Although ribosomal-insult-triggered HuR translocation mediates increases in proinflammatory cytokine via enhanced mRNA stability (Choi et al., 2009, Park et al., 2013), CTGF may counteract HuR function via physical interactions and modulation of HuR trafficking. This explanation is reasonably consistent with CTGF-mediated inhibition of IL-8 mRNA stability (Figures S1E and S1F), despite CTGF-dependent transcriptional activation in response to ribosomal dysfunction (Figure S1C). Additionally, CTGF-mediated negative regulation of HuR is consistently associated with Wnt signaling regulation. HuR depletion reduces nuclear β-catenin levels (Figure 2O), whereas CTGF deficiency increases levels of β-catenin and p-GSK3β (Figures 2H and 2I).
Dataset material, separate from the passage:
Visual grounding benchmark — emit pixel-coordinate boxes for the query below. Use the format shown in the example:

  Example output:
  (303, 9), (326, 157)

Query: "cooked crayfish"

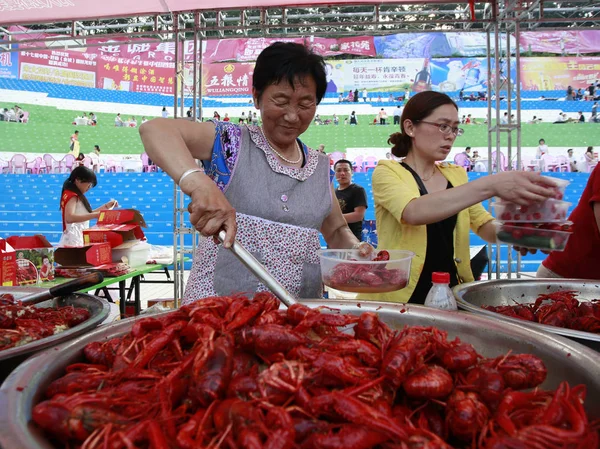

In contrast, HuR overexpression enhanced activity of TCF/LEF promoter-driven luciferase reporters in cells exposed to ribosomal insults (Figure 2P). In addition, β-catenin binds HuR (Figure 2Q) and CTCF (Figure 2R). Moreover, HuR, a crucial mediator of the Wnt-CTGF circuit, positively associates with ribosomal-insult-triggered tumor cell EMT (Figure 2S). Taken together, these findings indicate that inhibitory interactions of CTGF with HuR are involved in CTGF-dependent negative regulation of Wnt/β-catenin signaling. Mechanistically, CTGF depletes the cytosolic pool of HuR, which is a crucial mediator of nuclear entry by β-catenin in intestinal cancer cells with ribosomal insults.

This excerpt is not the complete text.